Africa-Press – South-Africa. If he were Finance Minister, Dawie Roodt would significantly overhaul South Africa’s tax system to make it simpler, thus making it easier for taxpayers to comply and much less of a burden for SARS to administer.
He would also reorganise the country’s tax system to reduce the burden on personal income taxpayers and individual companies, which are overburdened, and focus on raising revenue through broad-based taxes.
Roodt explained to the State of the Nation podcast that this could significantly boost economic growth and help alleviate some of the government’s financial pressures.
More crucially, lower taxes on companies would make South Africa more competitive globally and attractive for businesses to invest in the country.
As other countries reduce their CIT rates, South Africa’s 27% looks increasingly unattractive, warding off potential investment that would boost economic growth.
“If I were the Minister of Finance, what would I do? I would love to be the Finance Minister,” Roodt said.
“I wouldn’t want to be the Reserve Bank Governor, because there is nothing to fix. The Reserve Bank works very well already and does a very good job.”
Roodt explained that the Finance Minister is in a very difficult position, with government policy dictating significant spending in the form of social grants, bailouts of public companies, and a well-paid public service.
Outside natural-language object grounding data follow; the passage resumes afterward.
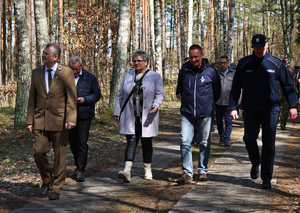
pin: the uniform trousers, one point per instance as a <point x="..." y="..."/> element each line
<point x="78" y="139"/>
<point x="55" y="177"/>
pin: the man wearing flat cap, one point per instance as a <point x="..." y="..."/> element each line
<point x="258" y="74"/>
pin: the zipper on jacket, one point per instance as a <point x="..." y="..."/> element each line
<point x="195" y="89"/>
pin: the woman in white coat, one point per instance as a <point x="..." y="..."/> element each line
<point x="140" y="117"/>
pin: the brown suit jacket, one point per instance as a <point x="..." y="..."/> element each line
<point x="51" y="111"/>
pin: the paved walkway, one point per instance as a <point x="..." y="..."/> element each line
<point x="229" y="188"/>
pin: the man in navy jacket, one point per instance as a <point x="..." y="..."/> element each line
<point x="88" y="93"/>
<point x="258" y="74"/>
<point x="199" y="88"/>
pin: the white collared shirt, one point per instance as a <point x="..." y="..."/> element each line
<point x="77" y="77"/>
<point x="52" y="75"/>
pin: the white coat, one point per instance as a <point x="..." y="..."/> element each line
<point x="153" y="94"/>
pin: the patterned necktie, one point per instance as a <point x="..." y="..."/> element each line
<point x="49" y="77"/>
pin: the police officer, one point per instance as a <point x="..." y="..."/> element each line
<point x="258" y="74"/>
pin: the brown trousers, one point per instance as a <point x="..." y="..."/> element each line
<point x="54" y="177"/>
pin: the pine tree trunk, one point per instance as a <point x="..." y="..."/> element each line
<point x="0" y="43"/>
<point x="51" y="20"/>
<point x="182" y="31"/>
<point x="120" y="60"/>
<point x="9" y="42"/>
<point x="221" y="32"/>
<point x="152" y="34"/>
<point x="245" y="30"/>
<point x="61" y="29"/>
<point x="201" y="22"/>
<point x="157" y="19"/>
<point x="163" y="53"/>
<point x="4" y="71"/>
<point x="41" y="26"/>
<point x="32" y="33"/>
<point x="178" y="36"/>
<point x="189" y="26"/>
<point x="24" y="65"/>
<point x="230" y="30"/>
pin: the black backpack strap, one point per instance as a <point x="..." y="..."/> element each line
<point x="136" y="85"/>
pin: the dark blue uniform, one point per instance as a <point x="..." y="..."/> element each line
<point x="261" y="104"/>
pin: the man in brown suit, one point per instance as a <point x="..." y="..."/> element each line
<point x="51" y="113"/>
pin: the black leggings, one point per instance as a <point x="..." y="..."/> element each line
<point x="132" y="142"/>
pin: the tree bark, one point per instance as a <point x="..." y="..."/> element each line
<point x="32" y="33"/>
<point x="24" y="65"/>
<point x="1" y="42"/>
<point x="182" y="31"/>
<point x="230" y="30"/>
<point x="61" y="29"/>
<point x="152" y="33"/>
<point x="9" y="43"/>
<point x="157" y="19"/>
<point x="120" y="60"/>
<point x="41" y="26"/>
<point x="163" y="52"/>
<point x="51" y="20"/>
<point x="4" y="70"/>
<point x="190" y="25"/>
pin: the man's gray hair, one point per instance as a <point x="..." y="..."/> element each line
<point x="142" y="53"/>
<point x="75" y="59"/>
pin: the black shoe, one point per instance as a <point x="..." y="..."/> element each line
<point x="44" y="189"/>
<point x="266" y="185"/>
<point x="226" y="143"/>
<point x="54" y="196"/>
<point x="80" y="176"/>
<point x="254" y="172"/>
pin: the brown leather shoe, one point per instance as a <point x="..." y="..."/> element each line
<point x="54" y="196"/>
<point x="202" y="177"/>
<point x="44" y="189"/>
<point x="185" y="178"/>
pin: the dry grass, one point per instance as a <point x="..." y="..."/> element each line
<point x="19" y="178"/>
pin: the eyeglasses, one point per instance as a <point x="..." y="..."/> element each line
<point x="138" y="61"/>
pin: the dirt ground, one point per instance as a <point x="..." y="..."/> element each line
<point x="19" y="178"/>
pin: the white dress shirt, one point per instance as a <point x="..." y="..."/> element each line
<point x="52" y="74"/>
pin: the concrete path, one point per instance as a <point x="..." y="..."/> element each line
<point x="229" y="188"/>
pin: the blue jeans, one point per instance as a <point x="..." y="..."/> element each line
<point x="78" y="140"/>
<point x="222" y="112"/>
<point x="268" y="122"/>
<point x="187" y="125"/>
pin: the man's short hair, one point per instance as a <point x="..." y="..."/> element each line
<point x="75" y="59"/>
<point x="224" y="56"/>
<point x="143" y="53"/>
<point x="56" y="47"/>
<point x="195" y="47"/>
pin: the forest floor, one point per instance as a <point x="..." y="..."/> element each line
<point x="19" y="177"/>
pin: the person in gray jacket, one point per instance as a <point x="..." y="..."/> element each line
<point x="226" y="77"/>
<point x="140" y="117"/>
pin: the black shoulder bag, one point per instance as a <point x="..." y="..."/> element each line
<point x="135" y="87"/>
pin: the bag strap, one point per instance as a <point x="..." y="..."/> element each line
<point x="136" y="85"/>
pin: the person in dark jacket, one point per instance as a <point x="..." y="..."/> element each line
<point x="258" y="74"/>
<point x="198" y="88"/>
<point x="88" y="93"/>
<point x="226" y="76"/>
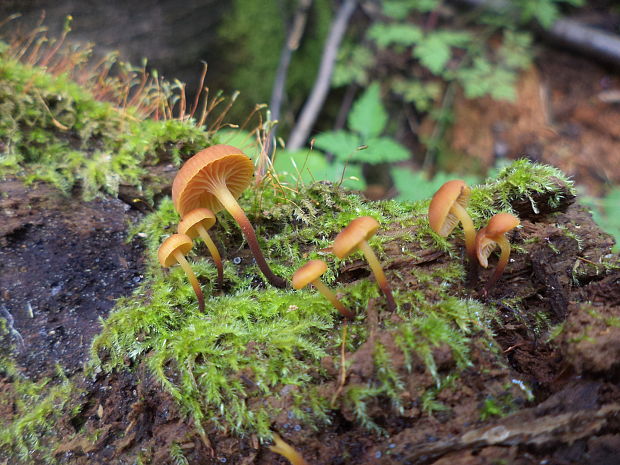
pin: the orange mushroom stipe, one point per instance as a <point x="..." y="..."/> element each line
<point x="355" y="236"/>
<point x="489" y="237"/>
<point x="173" y="251"/>
<point x="311" y="273"/>
<point x="214" y="178"/>
<point x="286" y="451"/>
<point x="197" y="223"/>
<point x="447" y="208"/>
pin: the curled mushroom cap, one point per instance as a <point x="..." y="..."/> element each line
<point x="171" y="252"/>
<point x="196" y="223"/>
<point x="311" y="272"/>
<point x="355" y="236"/>
<point x="213" y="179"/>
<point x="447" y="208"/>
<point x="491" y="236"/>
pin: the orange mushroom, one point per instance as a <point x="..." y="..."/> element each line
<point x="285" y="450"/>
<point x="355" y="236"/>
<point x="197" y="223"/>
<point x="491" y="236"/>
<point x="447" y="208"/>
<point x="311" y="272"/>
<point x="214" y="178"/>
<point x="173" y="251"/>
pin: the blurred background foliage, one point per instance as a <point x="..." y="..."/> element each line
<point x="408" y="75"/>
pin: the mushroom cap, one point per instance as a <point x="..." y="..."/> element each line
<point x="501" y="223"/>
<point x="193" y="185"/>
<point x="176" y="242"/>
<point x="358" y="230"/>
<point x="486" y="238"/>
<point x="308" y="273"/>
<point x="439" y="216"/>
<point x="190" y="222"/>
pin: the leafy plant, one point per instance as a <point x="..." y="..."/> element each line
<point x="363" y="141"/>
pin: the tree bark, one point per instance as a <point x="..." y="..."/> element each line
<point x="315" y="101"/>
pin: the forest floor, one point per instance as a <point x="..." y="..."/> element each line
<point x="64" y="262"/>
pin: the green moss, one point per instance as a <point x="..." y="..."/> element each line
<point x="30" y="432"/>
<point x="55" y="131"/>
<point x="518" y="181"/>
<point x="257" y="344"/>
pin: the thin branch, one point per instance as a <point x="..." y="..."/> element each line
<point x="567" y="32"/>
<point x="315" y="101"/>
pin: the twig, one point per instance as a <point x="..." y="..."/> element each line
<point x="321" y="85"/>
<point x="292" y="44"/>
<point x="567" y="32"/>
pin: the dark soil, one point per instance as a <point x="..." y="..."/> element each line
<point x="64" y="262"/>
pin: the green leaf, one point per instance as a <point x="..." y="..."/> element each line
<point x="396" y="9"/>
<point x="303" y="165"/>
<point x="307" y="166"/>
<point x="422" y="94"/>
<point x="382" y="150"/>
<point x="341" y="143"/>
<point x="483" y="78"/>
<point x="434" y="50"/>
<point x="368" y="116"/>
<point x="400" y="34"/>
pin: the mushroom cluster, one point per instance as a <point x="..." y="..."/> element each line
<point x="213" y="179"/>
<point x="353" y="237"/>
<point x="448" y="208"/>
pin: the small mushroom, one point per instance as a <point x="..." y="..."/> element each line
<point x="173" y="251"/>
<point x="214" y="178"/>
<point x="447" y="208"/>
<point x="491" y="236"/>
<point x="311" y="272"/>
<point x="197" y="223"/>
<point x="285" y="450"/>
<point x="355" y="236"/>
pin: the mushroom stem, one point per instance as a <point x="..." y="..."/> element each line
<point x="192" y="278"/>
<point x="377" y="270"/>
<point x="214" y="253"/>
<point x="329" y="295"/>
<point x="285" y="450"/>
<point x="229" y="202"/>
<point x="504" y="246"/>
<point x="468" y="229"/>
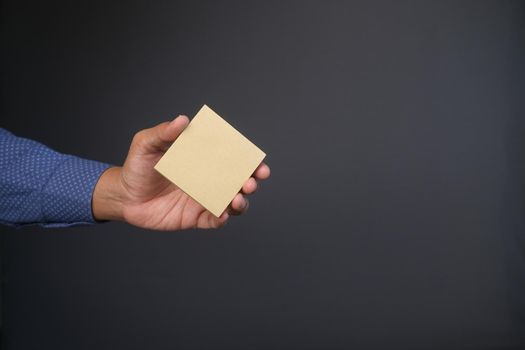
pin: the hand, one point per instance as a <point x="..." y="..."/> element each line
<point x="139" y="195"/>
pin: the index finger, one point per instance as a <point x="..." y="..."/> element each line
<point x="262" y="172"/>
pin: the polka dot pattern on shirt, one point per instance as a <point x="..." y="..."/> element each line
<point x="41" y="186"/>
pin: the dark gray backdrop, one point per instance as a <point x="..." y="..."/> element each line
<point x="394" y="212"/>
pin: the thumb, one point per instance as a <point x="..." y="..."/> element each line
<point x="160" y="137"/>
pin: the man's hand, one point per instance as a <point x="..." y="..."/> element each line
<point x="139" y="195"/>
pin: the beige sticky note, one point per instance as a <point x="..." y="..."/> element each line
<point x="210" y="161"/>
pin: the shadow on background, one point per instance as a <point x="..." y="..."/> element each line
<point x="394" y="215"/>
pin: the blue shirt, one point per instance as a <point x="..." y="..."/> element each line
<point x="41" y="186"/>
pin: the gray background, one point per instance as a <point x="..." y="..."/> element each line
<point x="393" y="216"/>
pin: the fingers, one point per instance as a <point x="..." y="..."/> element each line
<point x="262" y="172"/>
<point x="239" y="205"/>
<point x="208" y="220"/>
<point x="160" y="137"/>
<point x="250" y="186"/>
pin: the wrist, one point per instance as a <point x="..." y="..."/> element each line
<point x="108" y="196"/>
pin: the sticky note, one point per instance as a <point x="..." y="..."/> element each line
<point x="210" y="161"/>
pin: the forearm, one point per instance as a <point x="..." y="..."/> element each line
<point x="108" y="196"/>
<point x="42" y="186"/>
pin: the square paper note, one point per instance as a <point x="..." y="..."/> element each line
<point x="210" y="161"/>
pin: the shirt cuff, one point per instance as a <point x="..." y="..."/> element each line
<point x="67" y="196"/>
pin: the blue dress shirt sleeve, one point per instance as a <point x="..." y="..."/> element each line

“I would certainly start with the tax regime in South Africa and I would significantly simplify the administration of tax in the country,” Roodt said.
“I will not lower the tax burden to start off with, but I would dramatically simplify the tax system. There are so many things that could be done to make the tax regime cheaper to manage and easier to comply with.”
Outside of this, Roodt explained that the Finance Minister has very little space to introduce major changes, as the National Treasury’s job is quite simply to budget for the government’s agenda.
While Roodt would like the state to spend less, he understands that a significant portion of the country is reliant on the state for income and thus, social grants can’t simply be cut.
Only with significantly faster and sustained economic growth, translating into increased employment, could this be reduced.
“The Minister of Finance can make certain changes on the revenue side of things, but he can’t really say that much on the expenditure side because his colleagues decide what to do there,” Roodt explained.
South Africa’s taxing times
South Africa is over the Laffer Curve with regard to personal income tax (PIT) and corporate income tax (CIT), with a small number of taxpayers footing the majority of the bill.
This means that increases to these tax rates are likely to result in less revenue as individuals and companies look to minimise their tax burden.
Increased tax rates are also likely to result in further reductions in investment, limiting growth, and, thus, state revenue in future.
Roodt told Daily Investor that South African taxpayers are among the most heavily burdened in the world, with a tiny fraction responsible for the majority of tax revenue.
For example, only 2.6% of South Africans pay over two-thirds of the income tax in the country. In absolute terms, 1.6 million individuals pay 76.2% of the R2.2 trillion in PIT collections.
This also extends to companies, with 1,051 companies paying 72.3% of all CIT in South Africa. In other words, companies with taxable income greater than R100 million constituted 0.1% of the total number but contributed 72.2% of taxable income and 72.3% of assessed tax.
Almost 96.7% of all assessed companies with positive taxable income, from R1 to R10 million, paid only 11.3% of the tax assessed in 2024.
Furthermore, South Africa’s revenue collection has weakened significantly due to sluggish economic growth and the hollowing out of SARS during the era of state capture.
This is not due to a lack of tax increases, as personal income tax rate increases and VAT rates between 2016 and 2020 had a limited effect on revenue collection.
Roodt said this is evidence of the country being over the Laffer Curve concerning these two taxes, with any increase likely to result in a decline in revenue.
Conversely, a reduction in these tax rates will most likely boost tax revenue through faster economic growth created by increased investment.
While Roodt said that South Africa is over the Laffer Curve with regards to PIT and CIT, it still has room to increase VAT.
This is because VAT is inherently a broad-based tax, with everyone paying it, giving the state more room to increase it.
Furthermore, South Africa’s VAT rate is relatively low compared to other emerging markets and developed economies.